Chelsea Therapeutics Announces Update on Antifolate Clinical Program
CHARLOTTE, N.C., June 9, 2010 -- Chelsea Therapeutics International, Ltd. (Nasdaq:CHTP) announced that during a teleconference yesterday, the U.S. Food and Drug Administration (FDA) requested that the company delay the initiation of its proposed Phase II clinical study of CH-4051 in rheumatoid arthritis and indicated that the agency is requesting additional detail from the preclinical studies previously submitted as part of the company's investigational new drug (IND) application. Chelsea anticipates specific written comments from the FDA in the next few weeks, but expects the data requested should be readily available, should not require additional studies and could be provided to the agency shortly after receiving the written response.
"The FDA has provided us with verbal feedback regarding our protocol submission and asked for additional detail from our previously conducted preclinical studies to more fully characterize the safety of our proposed Phase II doses of CH-4051," commented Dr. Simon Pedder, president and CEO of Chelsea Therapeutics. "Having conducted comprehensive preclinical and Phase I evaluations of CH-4051 that support the safety and tolerability of CH-4051 at the proposed doses, we believe we will be able to provide the necessary supportive data to the FDA in a timely fashion."
As previously reported, results from Chelsea's Phase I single and multiple ascending dose studies demonstrated that CH-4051 was well tolerated at doses up to and including 7.5mg, a dose range likely to be effective for multiple autoimmune disorders. The 5mg dose was as well tolerated as placebo. High doses of CH-4051 demonstrated mostly mild toxicities, with the 10mg and 20mg doses groups reporting both gastrointestinal side-effects and reversible liver enzyme elevations. No serious adverse events occurred during the study. Chelsea's proposed Phase II trial of CH-4051 is intended to evaluate up to 3.0 mg daily oral doses of CH-4051 in a 12-week, head-to-head study against 20.0 mg weekly oral doses of methotrexate in rheumatoid arthritis patients that have previously demonstrated an inadequate response to methotrexate treatment.
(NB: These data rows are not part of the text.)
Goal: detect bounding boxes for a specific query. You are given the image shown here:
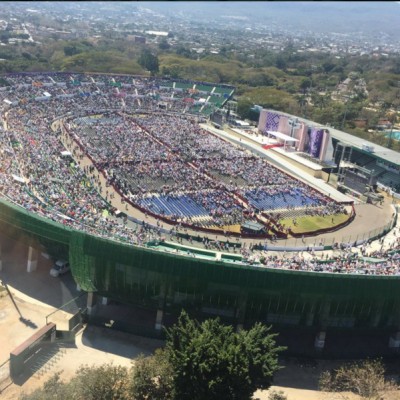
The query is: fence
[0,359,12,394]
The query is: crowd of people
[0,73,397,273]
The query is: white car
[50,260,70,277]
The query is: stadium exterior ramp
[0,200,400,354]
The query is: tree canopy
[166,312,283,400]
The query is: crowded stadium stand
[0,72,400,358]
Chelsea's program evaluating NortheraTM (droxidopa) in neurogenic orthostatic hypotension remains on track with Phase III data from Study 301 expected in the 3rd Quarter. The company also plans to begin dosing in its confirmatory Phase III Northera Study 306 this month.
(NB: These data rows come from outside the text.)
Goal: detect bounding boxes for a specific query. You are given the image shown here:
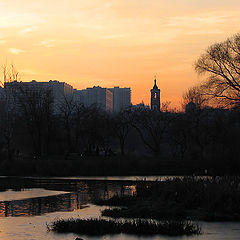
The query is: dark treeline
[0,82,240,175]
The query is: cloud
[19,69,37,75]
[19,26,39,35]
[36,40,55,48]
[9,48,25,55]
[0,39,6,45]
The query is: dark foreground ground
[49,177,240,236]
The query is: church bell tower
[151,78,160,111]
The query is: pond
[0,178,240,240]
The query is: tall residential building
[151,79,160,111]
[108,87,131,112]
[4,80,73,113]
[74,86,113,112]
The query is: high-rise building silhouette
[4,80,73,113]
[151,78,160,111]
[74,86,113,112]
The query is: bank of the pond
[96,177,240,221]
[48,218,201,236]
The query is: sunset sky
[0,0,240,106]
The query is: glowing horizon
[0,0,240,106]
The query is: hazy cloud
[19,26,39,35]
[36,40,55,48]
[9,48,24,55]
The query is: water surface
[0,177,240,240]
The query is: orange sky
[0,0,240,106]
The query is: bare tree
[14,82,53,157]
[182,85,208,109]
[112,111,131,155]
[132,109,174,156]
[0,64,19,160]
[195,34,240,107]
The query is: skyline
[0,0,240,107]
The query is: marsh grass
[48,218,201,236]
[96,177,240,221]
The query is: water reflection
[0,182,135,217]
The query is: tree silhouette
[195,34,240,107]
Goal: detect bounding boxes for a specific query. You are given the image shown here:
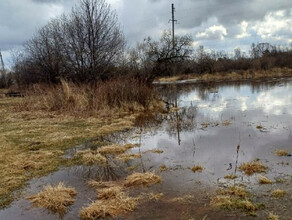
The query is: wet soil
[0,79,292,220]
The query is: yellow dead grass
[97,144,134,155]
[191,165,203,173]
[87,180,117,189]
[78,150,107,166]
[97,186,123,199]
[116,154,142,162]
[274,150,289,157]
[271,189,287,198]
[27,183,77,217]
[224,174,237,180]
[0,98,148,208]
[268,212,279,220]
[124,172,161,187]
[80,192,137,220]
[239,161,268,176]
[259,175,273,184]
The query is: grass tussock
[239,160,268,176]
[156,68,291,82]
[116,154,142,162]
[218,185,248,198]
[97,186,123,199]
[145,149,164,154]
[80,192,137,220]
[268,212,279,220]
[78,150,107,166]
[27,183,77,217]
[191,165,203,173]
[97,144,135,155]
[87,180,117,189]
[224,174,237,180]
[256,125,264,130]
[20,78,156,115]
[211,186,263,216]
[169,195,195,203]
[124,172,161,187]
[274,150,289,157]
[259,175,273,184]
[271,189,287,198]
[159,164,167,171]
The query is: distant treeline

CH-4051 is the L-isomer of CH-1504 and second drug candidate from Chelsea's portfolio of orally bioavailable, non-metabolized antifolates. Both are orally available molecules with anti-inflammatory, autoimmune and anti-tumor properties that potently inhibit dihydrofolate reductase, an enzyme required for cell proliferation. Preclinical and clinical data to date suggests superior safety and tolerability, as well as increased potency versus methotrexate, or MTX, currently the leading antifolate treatment and standard of care for a broad range of abnormal cell proliferation diseases. Diseases that may potentially be treated with these compounds include rheumatoid arthritis, psoriasis, Crohn's disease, ankylosing spondylitis, uveitis, psoriatic arthritis and several different kinds of cancer.
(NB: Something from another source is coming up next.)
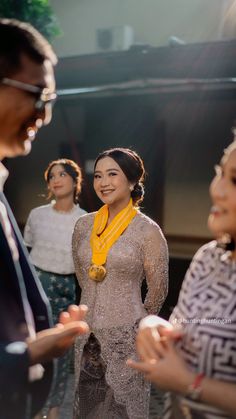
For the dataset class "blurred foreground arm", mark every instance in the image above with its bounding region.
[127,328,236,418]
[27,305,89,365]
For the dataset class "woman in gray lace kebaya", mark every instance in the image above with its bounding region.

About Chelsea Therapeutics
Chelsea Therapeutics is a biopharmaceutical development company that acquires and develops innovative products for the treatment of a variety of human diseases. Chelsea's most advanced drug candidate, Droxidopa, is an orally active synthetic precursor of norepinephrine initially being developed for the treatment of neurogenic orthostatic hypotension. In addition to Droxidopa, Chelsea is also developing a portfolio of metabolically inert oral antifolate molecules engineered to have potent anti-inflammatory and anti-tumor activity to treat a range of immunological disorders, including two clinical stage product candidates: CH-1504 and CH-4051. Preclinical and clinical data suggest superior safety and tolerability, as well as increased potency versus methotrexate (MTX).
This press release contains forward-looking statements regarding future events. These statements are just predictions and are subject to risks and uncertainties that could cause the actual events or results to differ materially. These risks and uncertainties include risks and costs of drug development, risk of regulatory approvals, our reliance on our lead drug candidates Droxidopa and CH-4051, our need to raise operating capital, our history of losses, reliance on collaborations and licenses, intellectual property risks, competition, market acceptance for our products if any are approved for marketing and reliance on key personnel including specifically Dr. Pedder.